2) Inst. Nacional de Tecnologia - Rio de Janeiro

The use of ethanol blended with gasoline lowers the amount of olefins, complex hydrocarbons and SO₂ on the exhaust systems of automobiles. However, it increases the amount of aldehydes and alcohol emitted to the atmosphere. These products may be harmful to the environment and it is necessary to use adequate catalysts.

The automotive three-way catalysts have in their basic formulations noble metals (rhodium, platinum or palladium) dispersed over wash coated g -Al₂O₃ and are used to control NO_x , CO and hydrocarbon emissions. However, the effect of oxigenated organic compounds on the catalytic activity of Pd-Mo catalysts for reduction of NO by CO has not been studied.

This work investigates the adsorption properties of ethanol and acetaldehyde through Temperature Programmed Desorption (TPD) and Oxidation (TPO) technique on 1%Pd/Al₂O₃, 8%Mo/Al₂O₃ and 1%Pd-8%Mo/Al₂O₃ catalysts.

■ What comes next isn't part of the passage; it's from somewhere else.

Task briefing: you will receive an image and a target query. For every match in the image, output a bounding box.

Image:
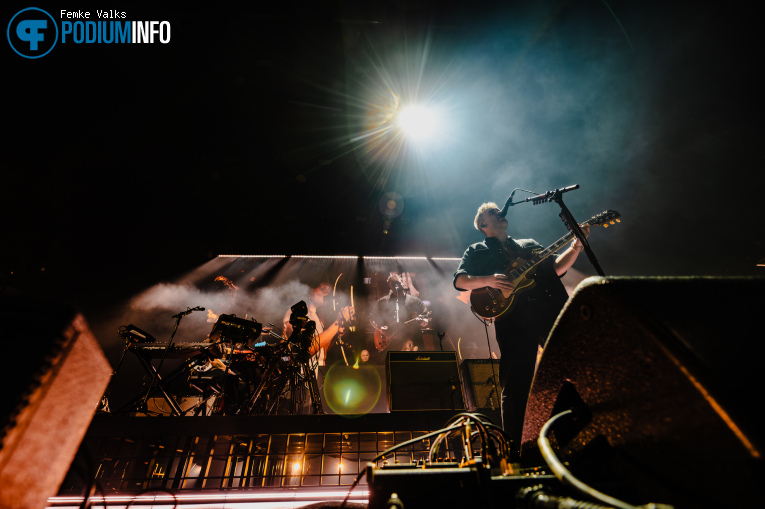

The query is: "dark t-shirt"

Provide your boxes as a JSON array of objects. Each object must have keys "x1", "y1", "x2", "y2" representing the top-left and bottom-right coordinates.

TPD results of ethanol adsorption on alumina showed great formation of ethylene around 550 K. This high selectivity towards dehydration of ethanol may be attributed to the presence of strong acid sites. The addition of Pd changed the reaction pathway decreasing dehydration and the increasing dehydrogenation of ethanol, evidenced by a peak of acetaldehyde at 530 K. The presence of Pd also favored the decomposition of ethanol with formation of CO, CH₄ and H₂ at 495 K.

For the catalysts containing Mo, TPD results showed a further reduction in the formation of ethylene, which suggests that the molybdenum layer covered great part of the surface of the support. Another feature of the addition of Mo is the presence of two peaks of acetaldehyde around 473 and 520 K, which suggests that molybdenum oxide is active for the oxidative dehydrogenation of ethanol.

TPD results of acetaldehyde adsorption on alumina showed that part of it desorbed at low temperature (around 380 K) while part remained on the surface and decomposed at higher temperatures (between 773 and 823 K), as evidenced by the peaks of CH₄, CO and H₂ at 813 K. A peak of CO₂ was also seen at around 803 K. This may be due to the reaction of acetaldehyde with surface hydroxyls. This result is consistent with the explanation given for the desorption of CO, CO₂ and H₂, at high temperature during TPD of ethanol on the catalysts that were active for the dehydrogenation of ethanol. Since alumina alone was not active for this reaction, no acetaldehyde remained adsorbed and, consequentially, the formation of CO, CO₂, CH₄ and H₂ at higher temperature was not observed.

TPO of adsorbed ethanol on alumina was very similar to TPD results since alumina is no a good oxidation catalyst. This was also observed for the 8Mo/Al₂O₃ sample, at lower temperatures. For the Pd/Al₂O₃ catalyst, there was great formation of CO₂ in two peaks (376 and 627 K). The first peak is due to oxidation of ethanol and the second peak is probably due to the oxidation of an intermediate compound that remained adsorbed. The addition of Mo favored CO₂ formation at lower temperature.

The results of TPO of adsorbed acetaldehyde were very similar to the results obtained for TPO of adsorbed ethanol. Once again, the Pd/Al₂O₃ catalysts showed great formation of CO₂ in two peak and the addition of Mo increased the selectivity for CO₂ formation at lower temperature.